She wrote her second book, The Young Woman and the Shaikhs later that year. This book is seen as a collection of direct responses to the criticism that she received from the Arab community regarding Unveiling and Veiling. The Young Woman and the Shaikhs attempts to rebuke arguments made by critics regarding the validity and credibility of Unveiling and Veiling. In it, Al-Din claims that she wrote her first book with "no companion or assistance except pens and ink pots, books and papers". This was in response to the arguments that Unveiling and Veiling was plagiarized and supported by Christian missionary efforts. She also describes herself as a “sincere Muslim of truth” that wrote only on what "God Almighty" has willed, despite being Druze, an ethnoreligious group whose practices are not considered to be Islamic by most Muslims.

===Works===
- Unveiling and Veiling: Lectures and Views on the Liberation of the Women and Social renewal in the Arab World (Al-Sufur wal hijab) 1928
- The Young Woman and the Shaikhs (Al-Fatah wa al-Shuyukh) 1928

===Impact and legacy===
Despite her use of evidence from various holy texts, al-Din's books caused a great deal of uproar among the clerical Muslim community. Her works were banned by many Islamic clergy leaders, and members of the Muslim community were urged to neither buy nor sell them. Al-Din was also accused of plagiarism and atheism by many of these Islamic clerics. Despite many sources of opposition, Al-Din was actually supported by a few influential Muslim groups, one of them being the well-known Egyptian Womens magazine. This group supported Al-Din's claims regarding Muslim women's rights and published parts of her first book in many languages.

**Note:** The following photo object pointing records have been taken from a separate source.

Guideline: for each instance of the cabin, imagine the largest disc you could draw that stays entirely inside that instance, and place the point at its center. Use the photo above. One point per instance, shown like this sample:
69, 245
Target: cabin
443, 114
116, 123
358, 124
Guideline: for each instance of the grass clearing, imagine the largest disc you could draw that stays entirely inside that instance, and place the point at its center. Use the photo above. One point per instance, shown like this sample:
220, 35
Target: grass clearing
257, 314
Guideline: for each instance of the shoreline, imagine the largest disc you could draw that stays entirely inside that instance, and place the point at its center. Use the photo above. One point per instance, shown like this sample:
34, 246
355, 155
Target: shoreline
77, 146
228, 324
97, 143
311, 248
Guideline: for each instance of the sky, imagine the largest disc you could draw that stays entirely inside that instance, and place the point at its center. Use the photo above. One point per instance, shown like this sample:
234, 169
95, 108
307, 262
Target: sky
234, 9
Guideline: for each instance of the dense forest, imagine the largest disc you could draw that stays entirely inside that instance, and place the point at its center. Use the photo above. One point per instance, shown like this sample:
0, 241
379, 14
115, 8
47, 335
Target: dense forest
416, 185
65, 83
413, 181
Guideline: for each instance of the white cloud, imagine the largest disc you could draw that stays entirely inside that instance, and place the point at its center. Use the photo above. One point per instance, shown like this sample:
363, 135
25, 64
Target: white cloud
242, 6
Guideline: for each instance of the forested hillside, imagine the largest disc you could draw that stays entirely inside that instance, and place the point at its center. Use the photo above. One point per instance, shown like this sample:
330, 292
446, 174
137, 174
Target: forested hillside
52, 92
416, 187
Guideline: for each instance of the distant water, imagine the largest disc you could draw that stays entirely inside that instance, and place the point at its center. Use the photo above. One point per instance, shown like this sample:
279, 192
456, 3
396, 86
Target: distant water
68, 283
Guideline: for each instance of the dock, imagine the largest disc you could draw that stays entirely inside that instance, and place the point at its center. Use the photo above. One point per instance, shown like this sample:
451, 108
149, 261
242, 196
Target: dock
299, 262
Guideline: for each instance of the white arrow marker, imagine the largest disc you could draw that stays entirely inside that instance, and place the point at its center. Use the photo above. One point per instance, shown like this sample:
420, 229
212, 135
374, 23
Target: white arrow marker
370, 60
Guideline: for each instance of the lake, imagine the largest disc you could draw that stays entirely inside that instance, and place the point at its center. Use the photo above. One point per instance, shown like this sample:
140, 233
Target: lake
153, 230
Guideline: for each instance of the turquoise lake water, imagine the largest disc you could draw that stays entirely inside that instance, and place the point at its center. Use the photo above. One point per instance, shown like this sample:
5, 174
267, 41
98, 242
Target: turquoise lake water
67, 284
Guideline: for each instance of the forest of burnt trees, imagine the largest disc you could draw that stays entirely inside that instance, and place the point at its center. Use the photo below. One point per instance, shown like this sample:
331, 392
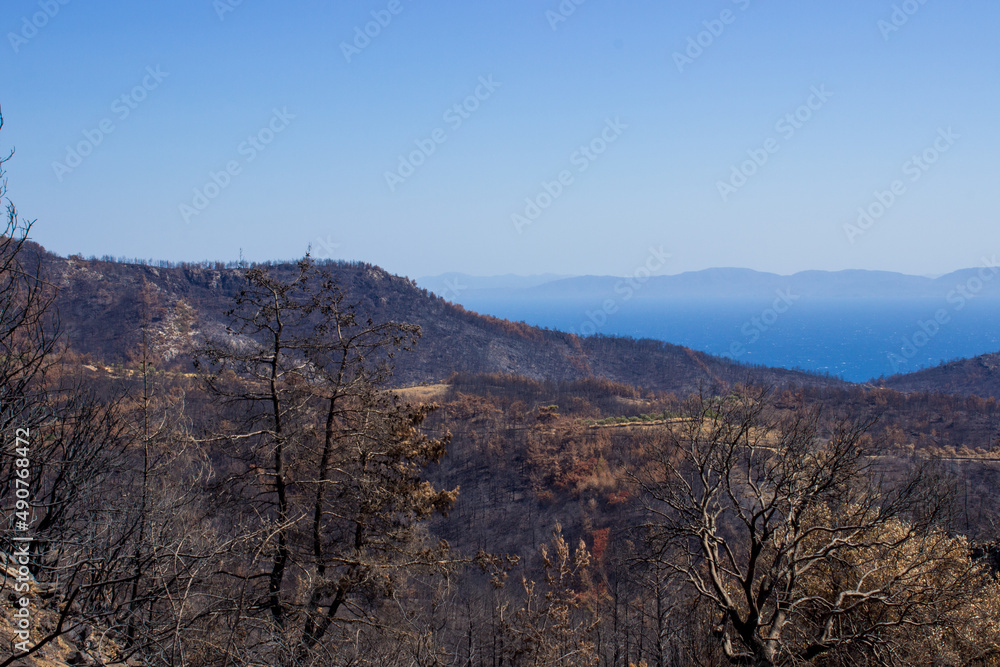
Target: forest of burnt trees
280, 505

Al-Din's works were considered a necessary response to the veiling of Middle Eastern women during this time. In her home of Lebanon and in many other parts of the Middle East, women were not allowed to leave the house without their face covered. This occurred at a time before women themselves reclaimed the right to wear the veil as a way to personally express their faith. During the 1920s, this "head-to-toe" covering was seen as a source of oppression and seclusion, "stemming from the logic of male ownership and female objectification" Al-Din's response to this societal issue left a remarkable impact on the Muslim community. She was one of the first women to use the Quran and other holy texts to question notions that were thought to have originated from them. Both of her works questioned the validity of the misogynistic interpretations of both the Quran and the Hadith. Rather than relying on these interpretations, she urged members of the Muslim community to use individual reason and judgement to distinguish between what is regarded as moral, and what is not.

==Later life==
She was eventually overcome by the opposition of most Muslims and her fellow Druze to her Western-influenced criticisms of Arab culture. A member of the upper class, she stopped writing after about five years and settled down with her husband and three sons at their mansion in Baaqline, Lebanon. She died in 1976 at the age of 68. Very little is known about al-Din's life in the decades after her writing and diatribes against Arab culture.